黟县这边的探子越来越多,很多第一时间就落到了宋锦和邢纶的监控之内,大多时候他们要调查的消息,都是宋锦和邢纶故意让他们调查出来的。
这查来查去。
济方当初就是宋锦资助给周邢两家的铺子,宋锦这个主子仅是占了一些份额。济方可以做起来,是周邢两家努力的结果,这事情可以调查到宋家出事的前几年。
有章可循的发展。
外面说济方兴起就是近几年,实则追究起来已经有十余年了。
是正经八百的商人。
济方缴纳的税从来没少过。
从轨迹上来看,跟秦驰的关系不大,甚至除了宋锦那层关系,秦驰和邢纶几乎没有来往。
那些人又去调查秦驰。
从小到大的调查结果,又摆到了调查的人案前。
这不看还好,一看又更迷了。
一个经过徽州诸多大夫证实的病秧子,不要说活到现在了,说养大都很难,偏生秦驰如今二十有余了,人还在大理寺活蹦乱跳。
“会不会京师那个秦驰,非真正的秦驰?”
这由不得他人不迷糊。
探子摇头,“他回来省亲,很多人都见过他的。有消息说卓太医给他把过脉,说的确是天生伴有弱症,只是运气比较好,打小就碰到了名医调理身子,据调查是一个姓景的老大夫。”
景大夫这人是隐藏不住。
宋锦没有遮掩此事,任由对方调查。
查到最后反倒撇清了嫌疑。
花溪镇上真正出手的,是秦七带领的人,都是一些杀人埋尸的老手,娄汝翰等人最多就是跟在后面打杂跑腿。
探子将调查的消息递上去。
没多久就递到了宴先生这里。
宴先生将消息扔到一旁,“继续调查!凭镖局一些乌合之众,杀不了十几个暗卫,也做不到这么干脆利落。”

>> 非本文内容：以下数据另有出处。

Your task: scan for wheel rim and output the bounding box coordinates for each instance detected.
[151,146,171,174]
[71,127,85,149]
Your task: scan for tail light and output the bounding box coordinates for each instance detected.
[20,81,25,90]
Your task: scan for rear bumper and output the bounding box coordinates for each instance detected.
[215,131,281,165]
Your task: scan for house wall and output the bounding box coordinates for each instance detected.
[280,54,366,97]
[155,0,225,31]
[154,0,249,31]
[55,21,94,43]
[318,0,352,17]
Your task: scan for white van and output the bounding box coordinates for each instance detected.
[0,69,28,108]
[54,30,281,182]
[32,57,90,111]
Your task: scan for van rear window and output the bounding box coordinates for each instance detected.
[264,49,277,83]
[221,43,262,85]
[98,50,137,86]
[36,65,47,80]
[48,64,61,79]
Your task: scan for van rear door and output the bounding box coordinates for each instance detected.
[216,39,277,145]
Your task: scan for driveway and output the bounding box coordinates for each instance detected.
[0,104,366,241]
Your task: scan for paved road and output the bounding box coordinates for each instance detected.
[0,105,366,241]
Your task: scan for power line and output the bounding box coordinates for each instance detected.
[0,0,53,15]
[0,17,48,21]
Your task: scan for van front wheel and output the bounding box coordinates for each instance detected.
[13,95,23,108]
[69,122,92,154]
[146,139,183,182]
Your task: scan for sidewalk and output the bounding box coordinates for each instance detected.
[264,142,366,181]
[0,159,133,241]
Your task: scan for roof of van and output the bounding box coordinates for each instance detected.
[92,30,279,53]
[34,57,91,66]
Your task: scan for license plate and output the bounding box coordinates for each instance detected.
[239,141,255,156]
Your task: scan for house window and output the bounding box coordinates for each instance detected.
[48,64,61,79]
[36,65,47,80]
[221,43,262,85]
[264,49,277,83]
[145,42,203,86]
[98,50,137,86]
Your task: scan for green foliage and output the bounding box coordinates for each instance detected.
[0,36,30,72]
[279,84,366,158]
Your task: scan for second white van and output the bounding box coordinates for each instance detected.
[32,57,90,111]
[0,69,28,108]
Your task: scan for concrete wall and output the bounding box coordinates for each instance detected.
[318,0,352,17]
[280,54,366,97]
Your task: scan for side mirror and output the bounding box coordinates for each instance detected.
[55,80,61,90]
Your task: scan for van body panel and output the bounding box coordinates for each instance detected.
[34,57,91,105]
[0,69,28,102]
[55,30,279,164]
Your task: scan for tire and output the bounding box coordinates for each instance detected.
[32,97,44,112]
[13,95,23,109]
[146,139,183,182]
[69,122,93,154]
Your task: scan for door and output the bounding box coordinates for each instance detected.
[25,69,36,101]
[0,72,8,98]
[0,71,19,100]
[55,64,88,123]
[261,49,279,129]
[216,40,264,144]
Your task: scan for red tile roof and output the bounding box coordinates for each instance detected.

娄汝翰等人是懂得一些拳脚功夫,但都是野路子,教导他们武术的师傅也不算是多厉害的人物,平时走镖糊弄下山贼还行,真刀真枪和从小训练的暗卫是干不过的。
这就是破绽了!
忍不住令人怀疑,背地里有人故意扯邢纶来当替死鬼?
“秦驰此人反倒是可疑。”
宴先生把目光落到了关于秦驰的调查上面,“凭吕颂先可教导不出秦祈安这样的弟子。比起农家子出身,他更像是大家族专门教导出来的继承人,就算他本人极力在隐藏。”
吕颂先是塔川书院的山长,是秦驰名义上的先生。
而人的教养是从小养成,刻在骨子里的,久了可能寻常人发现不了,一些有丰富阅历的人就会发现端倪。
98第350章
围炉煮茶
于是在京师的秦驰发现监视自己的人变多了。他最先警惕了一段时间,再让人去调查原因,当收到来自徽州的家书,这才明白了过来。
对此,秦驰接受良好。
同时又有一种终于来了的感觉。
在很早之前,便知道这一日迟早会来。
原本秦驰尚摸不清对方布置在京师的情报网,送上门来的探子,正好可以反监察,摸清对方在京师的据点。
日子不动声色的过着。
如今正好是大过年,天寒地冻,衙门放假。但是人情往来,应酬颇多。要么是有人递来拜帖,要么就是同僚相请,碍于情面不好不去的那种,好比颜显清和大理寺卿的邀请。
宁国公也送来请帖。
几乎都是他推辞不掉的。
秦驰去赴颜显清的生辰宴。
因是年关,颜显清一向不会大办,仅是邀请几个相熟的友人煮茶论道。
颜显清住在桂花胡同,宅子只比秦驰现在住的略好些,秦驰是晚辈提前了半个时辰过来。
一听到秦驰过来,颜显清亲面把人迎进府。
秦驰身穿淡青色长袍,腰系玉带,身姿挺拔如松,步态从容。他手执一个雕工精致的小长方形的盒子,见到颜显清踏着轻快的步伐而来,他那剑眉下的一双眼睛,此刻笑得如同冬日里的暖阳,让人心生暖意。
任谁见了都会以为他是个好脾气的。
早前颜显清也这般觉得。
然而这数月来,秦驰在大理寺办案,一桩桩一件件的事,铁面无私、不讲情面的行事做风,让不少心中有鬼的人避他如蛇蝎。